Running parallel to the dating app phenomena, major culture shifts over the last couple of decades have cast light into dark spaces. From #MeToo, to the rise of consent awareness, to improved discourse on mental health – all have scrutinised the shadow-side of romance and have opened the lid on important conversations, particularly for women.
However, from everyday conversations with friends, to recent online trends, the worry creeping into my brain is that this subverting of power dynamics within the dating arena hasn’t always led to empowerment. While I am glad that issues such as abuse, harassment and double standards are increasingly no longer tolerated within the world of romance, I hope we don’t throw everything out of the window in the process. And those with far more expertise on this subject share my concern.
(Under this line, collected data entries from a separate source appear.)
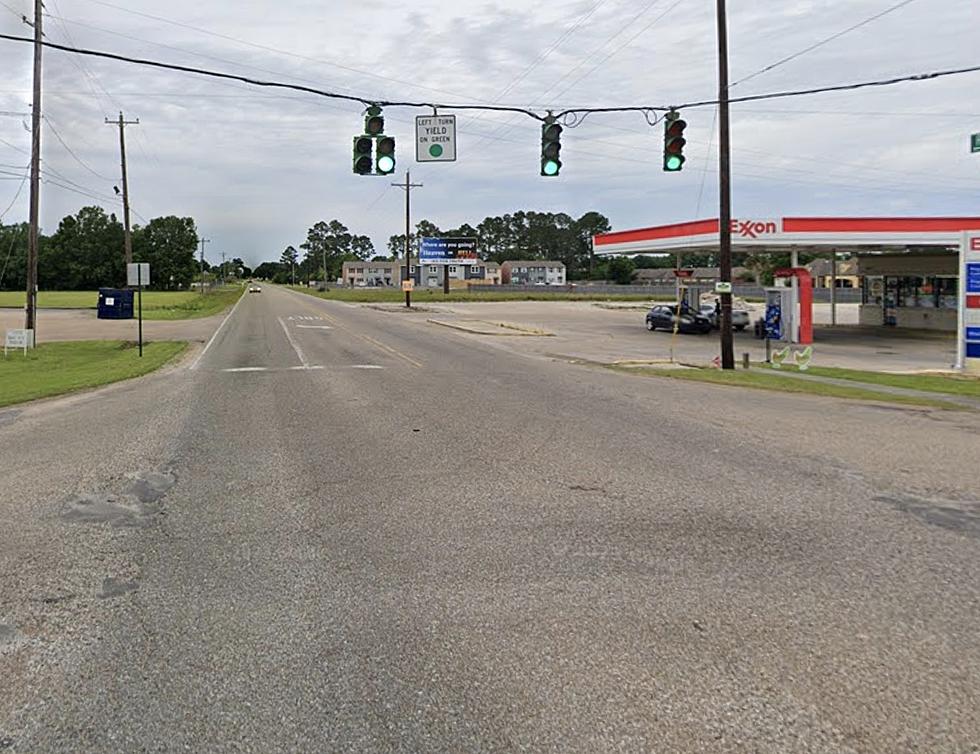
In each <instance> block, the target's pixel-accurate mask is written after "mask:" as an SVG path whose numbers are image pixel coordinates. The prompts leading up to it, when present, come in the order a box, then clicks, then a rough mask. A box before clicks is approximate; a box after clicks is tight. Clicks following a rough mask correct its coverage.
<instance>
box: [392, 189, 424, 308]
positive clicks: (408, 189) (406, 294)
mask: <svg viewBox="0 0 980 754" xmlns="http://www.w3.org/2000/svg"><path fill="white" fill-rule="evenodd" d="M391 185H392V186H397V187H398V188H401V189H405V277H403V278H402V280H408V279H409V278H410V276H411V269H412V189H413V188H422V186H423V184H421V183H412V174H411V173H410V172H409V171H407V170H406V171H405V182H404V183H393V184H391ZM419 278H420V279H421V275H420V276H419ZM405 306H406V307H408V308H411V307H412V292H411V291H405Z"/></svg>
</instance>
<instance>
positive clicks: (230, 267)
mask: <svg viewBox="0 0 980 754" xmlns="http://www.w3.org/2000/svg"><path fill="white" fill-rule="evenodd" d="M27 237H28V226H27V223H18V224H14V225H0V290H23V289H24V287H25V286H26V283H27ZM132 242H133V261H135V262H149V264H150V271H151V272H150V277H151V279H152V281H153V284H152V285H151V286H150V287H151V288H154V289H158V290H179V289H182V288H188V287H190V284H191V282H192V281H193V280H194V278H195V276H197V275H198V274H199V273H200V271H201V266H200V264H199V262H198V261H197V260H196V259H195V250H196V249H197V246H198V236H197V228H196V226H195V224H194V220H193V218H190V217H176V216H173V215H170V216H168V217H155V218H153V219H151V220H150V221H149V222H147V223H146V225H142V226H141V225H136V226H134V227H133V229H132ZM124 247H125V232H124V230H123V225H122V223H121V222H120V221H119V220H118V219H117V218H116V216H115V215H114V214H106V211H105V210H104V209H102V208H101V207H95V206H93V207H82V208H81V209H80V210H79V211H78V213H77V214H75V215H68V216H67V217H65V218H63V219H62V220H61V222H60V223H58V229H57V230H56V231H55V232H54V233H52V234H51V235H43V234H41V236H40V237H39V239H38V287H39V288H40V289H42V290H68V291H75V290H93V289H95V288H101V287H118V286H122V285H124V284H125V283H126V260H125V257H124ZM236 263H238V265H236ZM239 265H240V266H239ZM236 266H239V269H241V268H244V269H242V273H243V274H247V272H246V270H247V268H245V265H244V263H243V262H242V261H241V260H240V259H235V260H232V263H231V267H230V269H234V268H235V267H236Z"/></svg>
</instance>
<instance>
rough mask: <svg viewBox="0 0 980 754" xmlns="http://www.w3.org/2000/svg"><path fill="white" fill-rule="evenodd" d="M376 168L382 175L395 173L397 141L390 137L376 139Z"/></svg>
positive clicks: (381, 137) (374, 158)
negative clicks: (395, 158) (395, 141)
mask: <svg viewBox="0 0 980 754" xmlns="http://www.w3.org/2000/svg"><path fill="white" fill-rule="evenodd" d="M376 142H377V147H376V148H375V156H374V167H375V169H376V170H377V171H378V173H379V174H380V175H388V174H389V173H394V172H395V140H394V139H393V138H392V137H390V136H381V137H379V138H378V139H376Z"/></svg>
Dr Carolina Bandinelli is a professor in media and creative industries whose current research focuses on the digital culture of love. She argues that after 10 years of dating apps and unpicking power dynamics, we run the risk of only desiring “a specific utopia, that of ‘love without the fall’ – the idea that one can experience romance without risk, without letting it go, without losing control… We want love to confirm who we are, instead of subverting us. We are trying to erase the pain, the bad, the negative.”
There is a myriad of experiences within dating including joy, fun and surprise, but also hurt, uncertainty, pain and disappointment. It’s no wonder that gen Z say they are dating less than previous generations, if we are increasingly finding ourselves in a culture characterised by fear.
Now, after painting a rather bleak picture, the question remains: what does the Christian story have to offer in any of this?
After 10 years of dating apps and unpicking power dynamics, we run the risk of only desiring a specific utopia, that of ‘love without the fall’
A model of bravery in connection?
In Jesus, we see a model of connection where love and fear wonderfully co-existed. While Jesus sweating blood in the Garden of Gethsemane certainly puts some of our pettier fears around dating into perspective, it also displays the kind of love (both romantic and non-romantic) that Jesus cares for. Love that is costly and brave. In Jesus’ understanding, true love requires vulnerability, sacrifice and cost. And yes, that is scary, but we face that fear with the assurance of the Father’s care as our primary foundation.
By this I don’t necessarily mean all of us singles should suddenly start making bold romantic gestures after every single church event. Instead, it requires a wider shift of all members of the body of believers – whether married, single, straight, same-sex attracted – to model community and connection in a way that is good, brave and set apart.
People are tired of the dating app era that has heightened insecurity and caused overwhelm. The church should be a place that consistently reiterates that self-worth is not achieved in how good your gym selfies are but is freely received from the Creator of all things. Nor should it be a community that encourages you to be picky and selective in your friendship building, instead open to a myriad of friendships and connections that push you out of your comfort zone. If the new ethics for dating are in danger of becoming riddled with fear, the church has the opportunity to model friendship and romance that is neither self-serving nor self-preserving, but self-giving and brave.
It requires a wider shift of all members of the body of believers – whether married, single, straight, same-sex attracted – to model community and connection in a way that is good, brave and set apart.